I love how Dietrich Bonhoeffer talks about how precious we are to Jesus and to the whole earth. He examines the words of Jesus and explains what was meant when he told the disciples, “You are the salt of the earth.”
“The disciples, then, must not only think of heaven; they have an earthly task as well. Now that they are bound exclusively to Jesus they are told to look at the earth whose salt they are. It is to be noted that Jesus calls not himself, but his disciples the salt of the earth, for he entrusts his work on earth to them. His own work rests with the people of Israel, but the whole earth is committed to the disciples.
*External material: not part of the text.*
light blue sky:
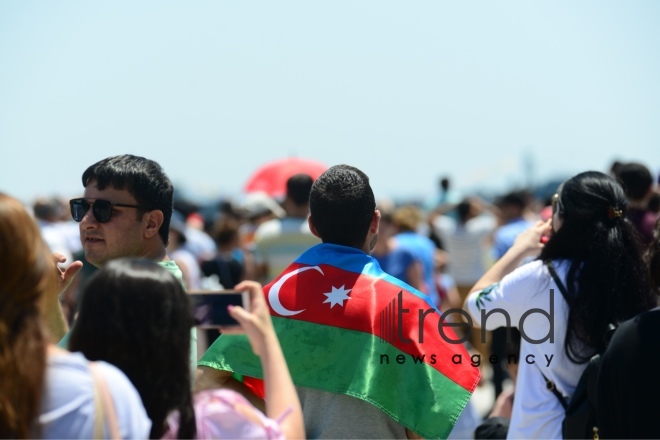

But only as long as it remains salt and retains its cleansing and savouring properties can the salt preserve the earth.”
Later in his book Ethics, he develops an idea which scholars currently translate as “vicarious representative action”. Previous translators used the phrase deputy and the essential translation is the law of agency, but essentially he was trying to express our responsibilities as the salt of the Earth. Just as Christ chose to suffer in our place, we are called to be present with others in their suffering and act as representatives of Christ in the world. Like a Sheriff who gives her authority to a deputy sheriff, or a Priest who passes down the office in the “holy priesthood”, our role as disciples requires our relationship to others.
“Jesus—the life, our life—the Son of God who became human, lived as our vicarious representative. Through him, therefore, all human life is in its essence vicarious representation. Jesus was not the individual who sought to achieve some personal perfection, but only lived as the one who in himself has taken on and bears the selves of all human beings. His entire living, acting, and suffering was vicarious representative action [Stellvertretung]...Since he is life, all of life through him is destined to be vicarious representative action. Even if a life resists this intrinsic character, it nevertheless remains vicariously representative, be it with regard to life or with regard to death, just as a father remains a father for good or for ill... Human beings live responsibly where the divine Yes and the divine No become one within them.” D B, Ethics
Our tasks as Deputies or even as Priests is not to look for all of the sin in the world, it is to look for the good. To cherish the beauty and accentuate the other flavors like salt does for our food. We are called to love as God loves, forgiving one another and making sacrifices for one another.
This goodness is not about fitting into some kind of box for evaluation. The goodness is revealed as we look for God and act as instruments of God’s peace.
Recognizing your beauty and strength within is only the first task. Then you are called to reflect and enjoy the beauty in others.
Taste and see that the Lord is good. Do not be troubled, dear beloved of God, for Christ has suffered for your sake, so that you might receive the peace of God and experience the knowledge and love of God in this life and the next.
We are now called to come to the table together and taste the goodness. As we tell the story of God’s love for us, may we experience and receive the presence of Jesus Christ, that we may interact with our world in a way that reveals our own identity as the salt of the earth as the flickering, sparkling and growing gems of God.